Wednesday, December 05, 2007

My aching back...

It could be due to stress, long hours of desk work, bad fall on the slopes last winter or many winters ago. The ache may be from carrying the little ones around or raking leaves all weekend. Sailing may or may not be the cause but almost everyone at some point in their life has a good old "back ache".

There are so many ways to injure and stress the muscles of the entire back region since they are used everyday in virtually every action we do. These days the calls, emails and skypes are less associated with sailing but from those who have been putting in long hours at the desk for work and school. They are all sailors and all have achy backs and they are not currently sailing.

So when you are riding the desk more than the rail and the lower back is sending cries of help - get up. The primary cause of lower back pain from those who invest long periods of time sitting are tight hamstrings. The tightness is facilitated from the long periods of being stationary, stationary bodies do not circulate fresh blood to the deeper tissues as well as mobile ones.

Take the time to walk about the office, speak with a colleague or fellow student, trip to the water cooler, etc. and encourage blood flow to the muscles, helping them properly ease. Staying hydrated will support this action of "work-day rehab" and the looser hamstrings and glutes will pull a little less on the lower lumbar muscle attachments.
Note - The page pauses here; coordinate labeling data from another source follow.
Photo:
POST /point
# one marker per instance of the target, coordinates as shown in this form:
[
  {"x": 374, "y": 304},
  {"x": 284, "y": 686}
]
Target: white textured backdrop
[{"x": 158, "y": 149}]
The SailTrim July 2006 Issue may be of use here!

Feeling the pain in upper back and neck?

Question: Do you look down or up at the computer screen?

If the answer is either, consider tweaking your posture to set eyes straight head, encourage a healthier alignment of the spinal column while sitting and alleviating the strain on neck, shoulders and upper back muscles.
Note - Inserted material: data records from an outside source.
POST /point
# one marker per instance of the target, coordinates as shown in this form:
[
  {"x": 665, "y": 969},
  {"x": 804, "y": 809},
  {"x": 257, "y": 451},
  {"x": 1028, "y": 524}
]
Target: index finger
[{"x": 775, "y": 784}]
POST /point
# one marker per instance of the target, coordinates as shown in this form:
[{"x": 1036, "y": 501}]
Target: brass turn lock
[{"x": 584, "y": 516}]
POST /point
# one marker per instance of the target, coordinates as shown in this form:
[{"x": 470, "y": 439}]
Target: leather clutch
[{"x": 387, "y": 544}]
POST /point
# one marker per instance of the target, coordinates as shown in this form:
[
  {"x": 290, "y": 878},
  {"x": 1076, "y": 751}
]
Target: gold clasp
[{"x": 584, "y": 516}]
Finally, the muscles of stressed bodies are normally contracted and tight holding in place the cellular by-products of over worked muscle cells and unless they relax, the circulatory system can not properly flush the tissue and replace it with a fresh supply of oxygenated blood, carrying away the cellular by-products.
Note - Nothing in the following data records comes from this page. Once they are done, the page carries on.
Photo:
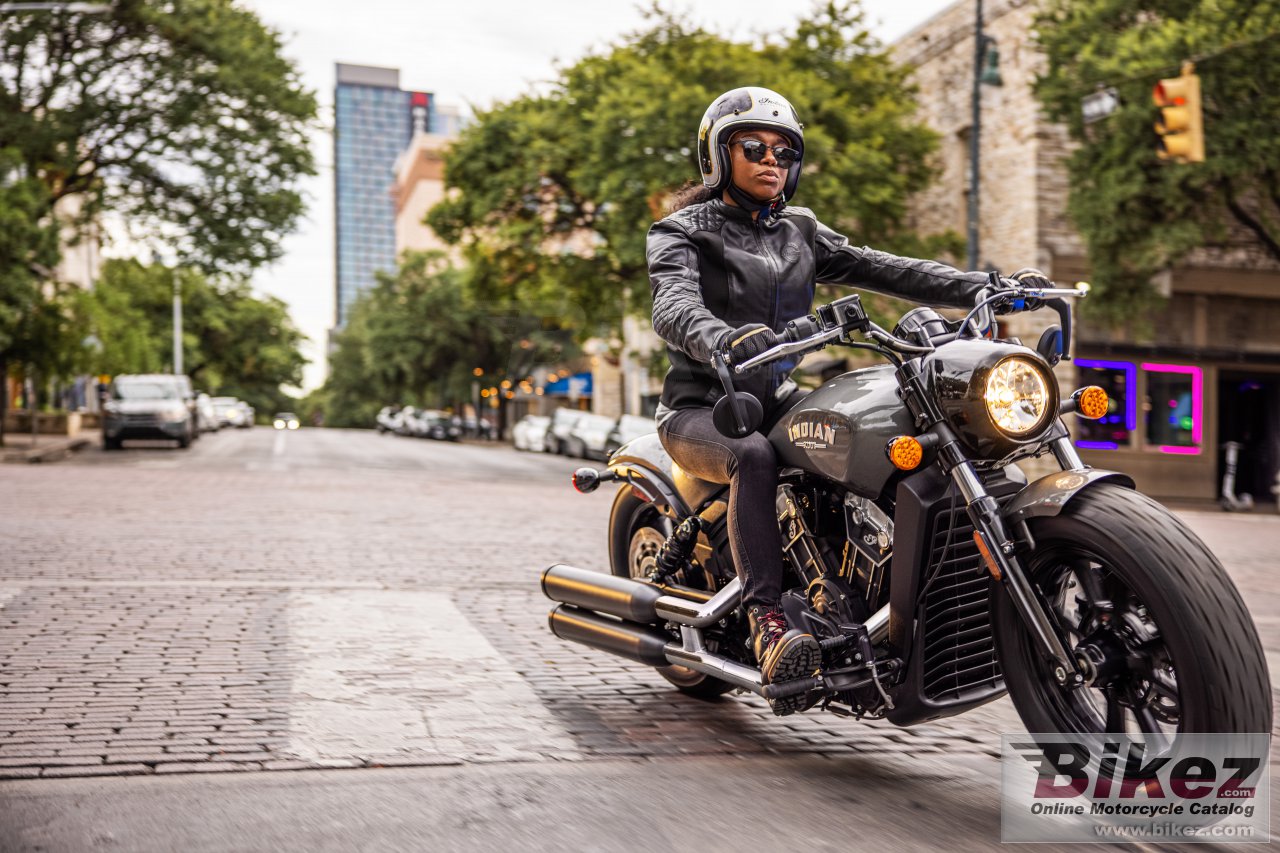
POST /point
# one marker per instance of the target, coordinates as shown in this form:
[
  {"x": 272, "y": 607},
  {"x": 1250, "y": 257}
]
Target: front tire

When feeling the weight of the holiday, final exams and last quarter deadlines - stop for just a moment. Take a deep breath and slowly exhale, repeating a few times. The respiratory and circulatory systems are "business partners" and when you breath the circulatory system responds with increased flow in and out of the tissues.

The holidays can be bitter-sweet, but should be fun times spent with family and friends. To ensure the daily grind does not interfere - take a deep breath, walk about for a minute or two and think about all the sailing 2008 will hopefully bring!

Wishing all the sailors a little less stress this holiday season!